This section demonstrates the performance of the proposed method on MSTAR database, a collection done using a 10-GHz spotlight SAR sensor with a one-foot resolution. For each target, images are captured at different depression angles over a full 0 to 359 deg range of aspect view. To ensure the accuracy and efficiency, a wide variety of experiments are performed, including configuration variations, pose and depression angle variations, outlier rejection, etc. In all the experiments, the center $80 \times 80 pixels$ patch is used as the input. The cropped images are first subsampled by a factor of $ρ$ , and the subsampled images are then mapped into the feature space. The subsampling factor is chosen from a given interval $ρ = {1 / 400, 1 / 256, 1 / 100, 1 / 64}$ , which corresponds to sizes $4 \times 4$ , $5 \times 5$ , $8 \times 8$ , and $10 \times 10 pixels$ . Gaussian RBF, $κ (x_{i}, x_{j}) = \exp (- γ {‖ x_{i} - x_{j} ‖}_{2}^{2})$ , is employed as the kernel function, and the width parameter, $γ$ , is assigned as 200, 50, 10, and 5 for the subsampled image of $4 \times 4$ , $5 \times 5$ , $8 \times 8$ , and $10 \times 10 pixels$ , respectively. The baseline methods include linear SR method¹² and kernel sparse techniques, i.e., Gao et al.’s method¹⁵ [Kernel sparse representation (KSR)], Yin et al.’s method¹⁶ [Kernel sparse representation projection, (KSRP)], and Zhang et al.’s method¹⁷ [Kernel sparse representation with dimension reduction (KSRDR)], linear support vector machine (SVM) and kernel SVM.

3.1.

Parameter Setting

In the proposed method, there is a free parameter to be set, the regularizer $λ$ . It is used to balance the fidelity and “sparsity.” First, it circumvents the difficulty when the kernel Gram matrix, $Φ$ , is not invertible, so the solution is more stable. Second, it introduces a particular “sparsity” to the representations, and the sparsity is much weaker than the $ℓ_{1}$ -norm minimization. To determine $λ$ , five targets, BMP2, BTR70, T72, T62, and BTR60, are employed for several groups of experiments. The number of aspect view images available for different targets is shown in Table 1, and the recognition rates with different parameters are drawn in Fig. 2.

Table 1

The number of aspect view images available for different targets in parameter setting, where the training samples are in bold.

Angle	BMP2	T72	BTR70	T62	BTR60	SUM
17°	233	232	233	299	256	1253
15°	587	582	196	273	195	1833

Fig. 2

The recognition rates of kernel linear representation with different parameters.
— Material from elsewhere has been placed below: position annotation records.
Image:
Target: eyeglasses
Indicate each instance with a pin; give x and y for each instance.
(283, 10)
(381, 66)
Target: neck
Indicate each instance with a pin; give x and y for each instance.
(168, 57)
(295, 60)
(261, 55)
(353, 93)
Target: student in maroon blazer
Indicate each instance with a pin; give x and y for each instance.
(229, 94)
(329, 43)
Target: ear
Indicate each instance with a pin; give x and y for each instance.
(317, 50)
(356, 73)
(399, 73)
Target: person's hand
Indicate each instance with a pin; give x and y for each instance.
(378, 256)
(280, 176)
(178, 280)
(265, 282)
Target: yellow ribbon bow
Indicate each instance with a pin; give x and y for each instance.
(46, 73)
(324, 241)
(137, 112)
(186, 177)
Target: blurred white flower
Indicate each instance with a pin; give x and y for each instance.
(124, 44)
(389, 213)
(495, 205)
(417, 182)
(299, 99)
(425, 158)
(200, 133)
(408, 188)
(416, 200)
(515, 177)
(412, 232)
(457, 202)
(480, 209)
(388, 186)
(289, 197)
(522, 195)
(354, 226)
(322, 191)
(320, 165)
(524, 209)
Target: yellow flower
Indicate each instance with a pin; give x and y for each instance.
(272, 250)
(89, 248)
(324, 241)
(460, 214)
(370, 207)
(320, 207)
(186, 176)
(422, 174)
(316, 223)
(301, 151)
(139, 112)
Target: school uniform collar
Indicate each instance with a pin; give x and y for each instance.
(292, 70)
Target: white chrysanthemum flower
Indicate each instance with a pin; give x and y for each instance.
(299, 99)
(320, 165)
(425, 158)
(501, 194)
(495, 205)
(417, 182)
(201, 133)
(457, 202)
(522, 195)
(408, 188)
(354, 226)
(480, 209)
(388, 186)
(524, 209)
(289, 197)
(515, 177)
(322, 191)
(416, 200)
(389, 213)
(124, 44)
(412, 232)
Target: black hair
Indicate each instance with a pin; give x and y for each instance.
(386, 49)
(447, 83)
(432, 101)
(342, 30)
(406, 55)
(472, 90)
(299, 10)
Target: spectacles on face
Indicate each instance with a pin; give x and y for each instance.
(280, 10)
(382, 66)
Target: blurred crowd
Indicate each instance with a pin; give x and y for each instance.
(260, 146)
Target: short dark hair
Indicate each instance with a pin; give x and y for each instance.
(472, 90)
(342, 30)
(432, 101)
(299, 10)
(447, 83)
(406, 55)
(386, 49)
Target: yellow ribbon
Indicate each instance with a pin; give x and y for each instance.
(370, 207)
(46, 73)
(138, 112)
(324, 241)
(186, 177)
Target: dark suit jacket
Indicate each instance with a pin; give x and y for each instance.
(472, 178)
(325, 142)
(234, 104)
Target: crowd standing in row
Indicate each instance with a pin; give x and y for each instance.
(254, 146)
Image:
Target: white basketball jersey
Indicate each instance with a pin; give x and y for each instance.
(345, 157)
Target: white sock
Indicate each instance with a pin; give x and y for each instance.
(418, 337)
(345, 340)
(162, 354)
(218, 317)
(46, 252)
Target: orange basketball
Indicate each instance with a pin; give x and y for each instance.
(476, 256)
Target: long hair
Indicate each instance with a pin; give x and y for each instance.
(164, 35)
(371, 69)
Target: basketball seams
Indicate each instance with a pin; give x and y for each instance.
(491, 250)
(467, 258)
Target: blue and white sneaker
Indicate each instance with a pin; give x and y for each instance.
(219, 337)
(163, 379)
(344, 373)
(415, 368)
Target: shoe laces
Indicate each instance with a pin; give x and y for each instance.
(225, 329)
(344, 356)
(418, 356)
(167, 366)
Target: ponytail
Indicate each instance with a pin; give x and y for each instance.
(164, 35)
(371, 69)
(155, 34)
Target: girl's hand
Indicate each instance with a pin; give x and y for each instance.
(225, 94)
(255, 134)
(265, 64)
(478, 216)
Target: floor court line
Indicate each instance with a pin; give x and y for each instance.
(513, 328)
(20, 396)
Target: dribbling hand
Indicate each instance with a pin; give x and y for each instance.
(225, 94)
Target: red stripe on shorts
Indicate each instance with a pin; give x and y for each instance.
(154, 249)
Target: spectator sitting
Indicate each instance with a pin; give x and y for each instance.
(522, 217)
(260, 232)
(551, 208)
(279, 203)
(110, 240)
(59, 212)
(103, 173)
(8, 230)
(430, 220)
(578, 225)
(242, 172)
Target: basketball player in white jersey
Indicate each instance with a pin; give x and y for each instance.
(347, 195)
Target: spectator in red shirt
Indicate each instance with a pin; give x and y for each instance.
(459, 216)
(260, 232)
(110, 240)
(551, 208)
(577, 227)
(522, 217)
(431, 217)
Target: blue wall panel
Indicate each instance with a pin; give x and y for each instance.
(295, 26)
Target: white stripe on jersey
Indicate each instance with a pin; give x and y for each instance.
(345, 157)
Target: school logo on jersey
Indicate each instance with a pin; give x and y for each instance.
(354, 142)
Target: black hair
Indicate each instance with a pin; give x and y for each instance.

As can be seen from Fig. 2, when $λ$ decreased from 0.08 to 0.006, the accuracy first improves and the subsequently degrades. The peak value happens at $λ = 0.02$ or 0.03. Though different rates have been obtained, the accuracy varies very slightly. Thus, we can come to the conclusion that the proposed method is insensitive to the regularizer. It is, however, necessary for stable matrix inversion. Hereafter, the parameter will be fixed as $λ = 0.02$ .

3.2.

Configuration Invariance

This subsection examines the invariance of different algorithms under different configurations. Three basic targets, T72, BMP2, and BTR70, have been utilized. For T72 and BMP2, there are three variants with different serial numbers and small structural modifications, SN_132, SN_812, SN_s7, SN_9563, SN_9566, and SN_c21. Only the standard configurations, SN_132 (T72), SN_9563 (BMP2), and SN_c71 (BTR70), at a 17-deg depression angle are used for training, whereas all configurations at a 15-deg depression angle are used for testing, as detailed in Table 2. The performance obtained by different algorithms is listed in Table 3, where the former item gives the recognition rates, and the latter item shows the run-times in seconds.

Table 2

The number of aspect views available for targets in configuration invariance.

Angle	BMP2			T72			BTR70	SUM
Angle	[SN_9563]	SN_9566	SN_c21	[SN_132]	SN_812	SN_s7	[SN_c71]	SUM
17°	233	–	–	232	–	–	233	698
15°	195	196	196	196	195	191	196	1365

Table 3

Performance of various methods in configuration invariance.

Dim.	SR	SVM	KSVM	KSR	KSRP	KSRDR	KLR
$4 \times 4$	$0.5692 / 20$	$0.7018 / 0.5$	$0.6901 / 0.5$	$0.7413 / 35$	$0.7582 / 58$	$0.7626 / 28$	$0.7728 / 4.5$
$5 \times 5$	$0.6373 / 22$	$0.8095 / 0.5$	$0.7926 / 0.5$	$0.8131 / 56$	$0.8087 / 107$	$0.8007 / 28$	$0.8593 / 4.5$
$8 \times 8$	$0.7399 / 32$	$0.8241 / 0.7$	$0.9164 / 0.7$	$0.8219 / 108$	$0.8717 / 155$	$0.8659 / 28$	$0.9406 / 4.5$
$10 \times 10$	$0.7978 / 36$	$0.8732 / 0.8$	$0.9428 / 0.8$	$0.8549 / 155$	$0.8915 / 165$	$0.8695 / 28$	$0.9575 / 4.5$

As can be seen from Fig. 3, kernel-based methods, KSR, KSRP, KSRDR, and KLR, significantly outperform the linear one, SR. The average improvements of 12.18%, 14.65%, 13.86%, and 19.65% have been obtained by KSR, KSRP, KSRDR, and KLR against SR. This is because the dataset is not linearly separable in the original space, and it can be remedied by mapping the data into a new feature space. The proposed method achieves the best recognition rates, i.e., 0.7728, 0.8593, 0.9406, and 0.9575, and the average improvements of 7.48%, 5.0%, 5.79%, 8.04%, and 4.71% have been obtained against KSR, KSRP, KSRDR, SVM, and KSVM. The good performance can be attributed to two characteristics. First, the high-order structure of data has been exploited with the nonlinear mapping. Second, the discriminative ability of the encoding coefficients has been enhanced due to the relaxation of constraints.

Fig. 3

The recognition rates of different methods in configuration invariance experiment.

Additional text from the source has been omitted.